To isolate neonatal rat atrial myocytes, atria were dissected from euthanized postnatal day 3 Sprague‐Dawley rats and enzymatically digested. Atrial myocytes were isolated and plated on 24‐well plates. After 24 hours, myocytes were co‐transfected with Cy3‐conjugated non‐targeting siRNA and either FGF13‐targeted or negative control siRNA for 12 hours. After an additional 48 hours, transfected myocytes were identified by Cy3 fluorescence, followed by whole‐cell patch clamp experiments to measure action potential duration (APD) at 90% repolarization at 2‐second cycle length or quantitative reverse transcription–polymerase chain reaction/immunoblot to confirm FGF13 knockdown. Current clamp experiments demonstrated that FGF13 knockdown (Figure [E–G]) caused significant atrial myocyte APD prolongation (control siRNA median APD at 90% repolarization=0.110 seconds; interquartile range=0.081‐0.179 seconds, n=10; FGF13 siRNA median APD at 90% repolarization=0.217 seconds; interquartile range=0.142‐0.282 seconds, n=12; exact P=0.03, Wilcoxon rank‐sum test; Figure [H] and [I]).

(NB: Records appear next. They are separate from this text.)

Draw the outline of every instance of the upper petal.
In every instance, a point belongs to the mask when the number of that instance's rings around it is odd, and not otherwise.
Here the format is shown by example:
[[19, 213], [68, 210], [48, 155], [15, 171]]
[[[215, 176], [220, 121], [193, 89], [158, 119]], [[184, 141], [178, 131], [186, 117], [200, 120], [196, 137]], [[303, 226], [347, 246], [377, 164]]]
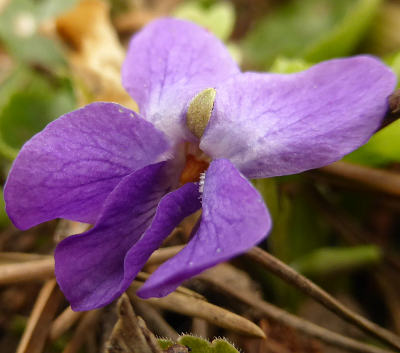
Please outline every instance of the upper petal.
[[65, 114], [14, 161], [4, 190], [7, 213], [21, 229], [59, 217], [94, 223], [121, 179], [168, 148], [162, 132], [117, 104]]
[[227, 49], [210, 32], [165, 18], [132, 38], [122, 82], [146, 119], [179, 140], [190, 136], [184, 117], [188, 101], [238, 72]]
[[202, 204], [198, 231], [151, 275], [138, 291], [140, 297], [169, 294], [185, 279], [253, 247], [271, 228], [262, 197], [228, 160], [211, 163]]
[[174, 184], [169, 168], [161, 162], [125, 177], [95, 227], [58, 244], [56, 277], [74, 310], [121, 295], [174, 227], [200, 207], [194, 184], [168, 193]]
[[395, 76], [380, 61], [335, 59], [291, 74], [237, 75], [217, 87], [200, 148], [249, 178], [332, 163], [379, 127]]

FGF13 has been shown to be protective in inhibiting pathologic late sodium current,⁴ which has been implicated in AF pathogenesis by prolonging APD. Accordingly, FGF13 knockout was shown to increase the late sodium current.⁵ In this study, we provide critical insight into the relevance of FGF13 dysregulation to acquired arrhythmia in humans: (1) we measure FGF13 mRNA in human left atrial samples obtained in proximity to the pulmonary veins, the most common anatomical origin of AF; (2) we link decreased FGF13 levels to new‐onset POAF; (3) we show that FGF13 expression is decreased in patients with POAF before the onset of AF, providing a clinically actionable target for POAF prophylaxis; and (4) we demonstrate APD prolongation in atrial myocytes after FGF13 knockdown, validating a molecular mechanism for arrhythmia. Our findings support a model whereby decreased FGF13 expression creates vulnerability to AF through left atrial myocyte APD prolongation that, following the stress response to surgery, precipitates AF in the postoperative period.